By Brett Milano
Imagine looking out at an audience and seeing banners that read “You saved my life.” This became a common thing for the Newton-born songwriter Rachel Platten after the platinum success of her 2015 anthem, “Fight Song.”
“It was hard for awhile to remain grounded,” she said this week. “You start thinking you’re something really special, and that can ruin your art as well as your relationships. After a lot of therapy I was able to say, ‘Hey, wait a minute — You saved your own life, I didn’t do that’. That’s not to say that I don’t go into shows thinking ‘May this reach people, may it make a difference.’ But I say that I’m not a healer, I’m just an artist sharing what I’ve been through. That’s an easier thing to wear.”
She catches herself when this starts sounding like a complaint. “In no way was it only a burden; I saw a lot of my dreams come true after selling CD’s out of my van for 13 years. So it was a beautiful time. But (the attention) could get heavy, the amount of stories and beautiful experiences that people wanted to share with me.”
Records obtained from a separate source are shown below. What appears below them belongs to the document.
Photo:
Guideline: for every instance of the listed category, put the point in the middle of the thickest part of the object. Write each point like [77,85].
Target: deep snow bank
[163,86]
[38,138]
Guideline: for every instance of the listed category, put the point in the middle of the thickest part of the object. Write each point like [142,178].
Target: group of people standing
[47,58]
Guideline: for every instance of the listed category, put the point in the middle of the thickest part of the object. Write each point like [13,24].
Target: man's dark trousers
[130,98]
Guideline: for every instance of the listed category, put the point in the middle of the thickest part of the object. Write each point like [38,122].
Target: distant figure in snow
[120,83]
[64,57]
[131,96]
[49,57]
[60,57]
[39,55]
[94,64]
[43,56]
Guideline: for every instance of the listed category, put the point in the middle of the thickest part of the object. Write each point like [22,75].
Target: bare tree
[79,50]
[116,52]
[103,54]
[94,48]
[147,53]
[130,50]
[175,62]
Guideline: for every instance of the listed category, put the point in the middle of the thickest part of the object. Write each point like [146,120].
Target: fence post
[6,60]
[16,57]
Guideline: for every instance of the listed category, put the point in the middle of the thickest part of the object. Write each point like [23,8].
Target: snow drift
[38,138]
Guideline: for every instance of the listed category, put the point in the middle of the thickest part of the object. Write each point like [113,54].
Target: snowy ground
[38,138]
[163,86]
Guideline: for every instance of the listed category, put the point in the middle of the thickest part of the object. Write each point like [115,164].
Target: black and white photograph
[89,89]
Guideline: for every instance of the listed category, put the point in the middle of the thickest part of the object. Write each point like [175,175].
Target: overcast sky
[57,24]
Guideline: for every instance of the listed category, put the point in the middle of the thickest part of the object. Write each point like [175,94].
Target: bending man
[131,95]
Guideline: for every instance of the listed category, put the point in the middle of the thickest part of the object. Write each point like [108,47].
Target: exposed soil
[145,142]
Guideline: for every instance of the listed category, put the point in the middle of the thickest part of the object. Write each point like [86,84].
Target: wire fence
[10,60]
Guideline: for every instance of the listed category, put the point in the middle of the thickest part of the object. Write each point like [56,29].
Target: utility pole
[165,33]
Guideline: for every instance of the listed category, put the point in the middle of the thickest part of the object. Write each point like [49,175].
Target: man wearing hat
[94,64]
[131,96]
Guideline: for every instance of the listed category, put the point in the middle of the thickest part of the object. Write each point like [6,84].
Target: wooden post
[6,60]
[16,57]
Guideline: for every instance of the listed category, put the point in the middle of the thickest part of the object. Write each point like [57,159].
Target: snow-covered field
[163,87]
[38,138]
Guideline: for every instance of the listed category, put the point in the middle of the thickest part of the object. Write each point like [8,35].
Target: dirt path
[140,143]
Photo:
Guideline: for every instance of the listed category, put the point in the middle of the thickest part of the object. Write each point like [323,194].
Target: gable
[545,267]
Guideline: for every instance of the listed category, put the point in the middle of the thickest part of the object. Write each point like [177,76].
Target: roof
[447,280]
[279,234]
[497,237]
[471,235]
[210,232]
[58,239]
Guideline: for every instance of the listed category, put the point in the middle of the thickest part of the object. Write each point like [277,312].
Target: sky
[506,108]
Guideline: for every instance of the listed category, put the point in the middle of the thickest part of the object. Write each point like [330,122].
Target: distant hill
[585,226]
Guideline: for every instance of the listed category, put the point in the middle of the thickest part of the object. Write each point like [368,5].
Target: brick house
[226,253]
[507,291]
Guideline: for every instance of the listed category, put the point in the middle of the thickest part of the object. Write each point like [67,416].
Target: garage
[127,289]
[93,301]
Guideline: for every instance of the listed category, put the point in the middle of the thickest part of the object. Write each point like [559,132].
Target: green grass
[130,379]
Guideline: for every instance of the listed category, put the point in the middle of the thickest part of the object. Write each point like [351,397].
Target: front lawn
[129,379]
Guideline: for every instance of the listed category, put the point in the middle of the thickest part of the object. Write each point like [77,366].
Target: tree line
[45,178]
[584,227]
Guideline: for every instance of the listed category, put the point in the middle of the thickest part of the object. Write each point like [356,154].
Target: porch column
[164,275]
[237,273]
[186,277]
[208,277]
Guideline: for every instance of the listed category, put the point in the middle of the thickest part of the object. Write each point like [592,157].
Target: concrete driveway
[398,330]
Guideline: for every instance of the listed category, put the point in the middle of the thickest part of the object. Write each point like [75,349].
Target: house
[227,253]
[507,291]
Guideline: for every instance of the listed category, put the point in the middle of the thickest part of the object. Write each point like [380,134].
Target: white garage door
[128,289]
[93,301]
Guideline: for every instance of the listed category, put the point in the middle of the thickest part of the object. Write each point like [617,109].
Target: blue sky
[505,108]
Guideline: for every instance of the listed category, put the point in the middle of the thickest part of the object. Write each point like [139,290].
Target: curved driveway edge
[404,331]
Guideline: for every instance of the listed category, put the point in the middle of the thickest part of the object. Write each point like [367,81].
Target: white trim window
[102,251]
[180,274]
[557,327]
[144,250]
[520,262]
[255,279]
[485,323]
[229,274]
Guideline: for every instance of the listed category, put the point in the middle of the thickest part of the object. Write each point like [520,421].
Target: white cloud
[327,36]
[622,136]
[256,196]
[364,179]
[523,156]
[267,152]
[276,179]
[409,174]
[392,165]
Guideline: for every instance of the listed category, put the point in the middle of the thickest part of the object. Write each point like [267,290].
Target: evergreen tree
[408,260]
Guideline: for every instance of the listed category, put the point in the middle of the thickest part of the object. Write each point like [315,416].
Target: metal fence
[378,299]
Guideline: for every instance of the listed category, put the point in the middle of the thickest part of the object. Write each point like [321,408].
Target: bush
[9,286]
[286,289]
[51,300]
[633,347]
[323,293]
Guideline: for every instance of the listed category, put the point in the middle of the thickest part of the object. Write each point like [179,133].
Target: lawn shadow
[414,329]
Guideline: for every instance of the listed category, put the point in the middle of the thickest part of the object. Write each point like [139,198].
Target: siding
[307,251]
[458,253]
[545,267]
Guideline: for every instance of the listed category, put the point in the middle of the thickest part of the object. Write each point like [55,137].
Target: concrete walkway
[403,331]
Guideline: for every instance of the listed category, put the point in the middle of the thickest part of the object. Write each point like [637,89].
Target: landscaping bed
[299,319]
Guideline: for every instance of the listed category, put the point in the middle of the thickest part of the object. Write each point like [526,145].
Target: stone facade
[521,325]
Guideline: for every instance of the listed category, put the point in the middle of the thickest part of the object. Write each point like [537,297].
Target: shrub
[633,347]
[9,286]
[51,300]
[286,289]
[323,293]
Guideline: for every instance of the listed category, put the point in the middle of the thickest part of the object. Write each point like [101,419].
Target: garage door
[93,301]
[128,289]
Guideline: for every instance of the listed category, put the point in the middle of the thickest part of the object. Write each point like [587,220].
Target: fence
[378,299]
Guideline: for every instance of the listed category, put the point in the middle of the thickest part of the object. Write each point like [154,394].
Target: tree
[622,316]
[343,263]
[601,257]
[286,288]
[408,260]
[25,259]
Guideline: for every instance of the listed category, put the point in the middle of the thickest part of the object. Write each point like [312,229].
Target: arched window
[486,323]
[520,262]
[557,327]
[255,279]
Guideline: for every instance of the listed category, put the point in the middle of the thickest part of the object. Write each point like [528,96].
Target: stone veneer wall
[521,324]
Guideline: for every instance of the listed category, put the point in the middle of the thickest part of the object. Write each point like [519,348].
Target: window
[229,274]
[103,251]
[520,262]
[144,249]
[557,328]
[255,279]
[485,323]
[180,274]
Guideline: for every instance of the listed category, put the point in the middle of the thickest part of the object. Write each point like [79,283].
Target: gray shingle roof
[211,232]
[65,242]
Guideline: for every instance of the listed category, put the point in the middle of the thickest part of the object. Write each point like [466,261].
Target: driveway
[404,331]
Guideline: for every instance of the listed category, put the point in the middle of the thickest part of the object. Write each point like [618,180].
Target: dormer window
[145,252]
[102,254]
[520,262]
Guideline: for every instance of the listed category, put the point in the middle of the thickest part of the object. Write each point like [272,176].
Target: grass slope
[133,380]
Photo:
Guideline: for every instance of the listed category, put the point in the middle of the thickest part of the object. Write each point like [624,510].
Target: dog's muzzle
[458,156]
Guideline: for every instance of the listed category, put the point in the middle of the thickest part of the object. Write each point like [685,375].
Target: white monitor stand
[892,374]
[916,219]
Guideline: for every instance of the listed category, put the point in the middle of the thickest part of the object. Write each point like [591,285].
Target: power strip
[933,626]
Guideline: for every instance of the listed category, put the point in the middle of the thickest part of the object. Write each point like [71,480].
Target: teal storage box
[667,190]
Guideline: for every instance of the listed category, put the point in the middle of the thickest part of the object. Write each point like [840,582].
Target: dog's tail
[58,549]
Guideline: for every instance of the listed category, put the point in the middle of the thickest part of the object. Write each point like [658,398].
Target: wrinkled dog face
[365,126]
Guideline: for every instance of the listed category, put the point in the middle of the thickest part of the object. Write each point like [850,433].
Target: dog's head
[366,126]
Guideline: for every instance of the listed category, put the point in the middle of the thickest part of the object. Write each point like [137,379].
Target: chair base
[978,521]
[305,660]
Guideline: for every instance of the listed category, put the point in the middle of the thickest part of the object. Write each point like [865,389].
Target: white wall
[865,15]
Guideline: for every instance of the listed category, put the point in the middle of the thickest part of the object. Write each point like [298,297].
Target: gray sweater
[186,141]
There’s a few reasons why Platten has been off the radar for the past few years, including the births of her two daughters and a crippling experience with postpartum depression. Both had a strong influence on the just-released “I Am Rachel Platten,” her first album in eight years. Fans will probably notice that there is no outright dance music or electronic pop on it; it stays more in traditional singer-songwriter mode. She’s touring it with a stripped-down lineup (herself on keys with cello and drums), playing mostly small theaters. The smallest venue on the tour is Sonia on Central Square where she plays Sunday; tickets are suitably hard to come by. (She promises a bigger tour later in the year).
“It didn’t start off even being an album, as music as just expressing myself in times of pain or elation or joy or frustration. That was a return to the way I used to make music, which is maybe not what the world would want from the ‘Fight Song’ girl. But it’s a return sonically to how it was when I first started playing on the Boston scene.” Platten had a few of her formative musical experiences here in town; she played some early gigs at Cafe 939 and has fond memories of catching the Allman Brothers and Dave Matthews at Great Woods. But the eye opener for her was an early show by Tracy Chapman. “That shifted my whole idea of ‘Wow, you can be this honest and this confessional in your songs’.”
The best of her new songs, notably the introspective “Bad Thoughts,” address the depression she felt after motherhood and during the pandemic. “I was battling my own demons. And after I made it through the first bout of that depth of pain, I thought I’d write a song for myself — the original title was ‘Listen to This if You’re Having a Panic Attack,’ but that sounded a little heavy.” But she hastens to add that she’s more than alright now. “I feel incredibly resourced. I’ve addressed these bad thoughts and demons that have been pushing me down for so long. I learned I had an amazing community of support; I got better through therapy, meditation, breath work. Songwriting was a saving grace and reminded me that I am not those dark thoughts or that depression.”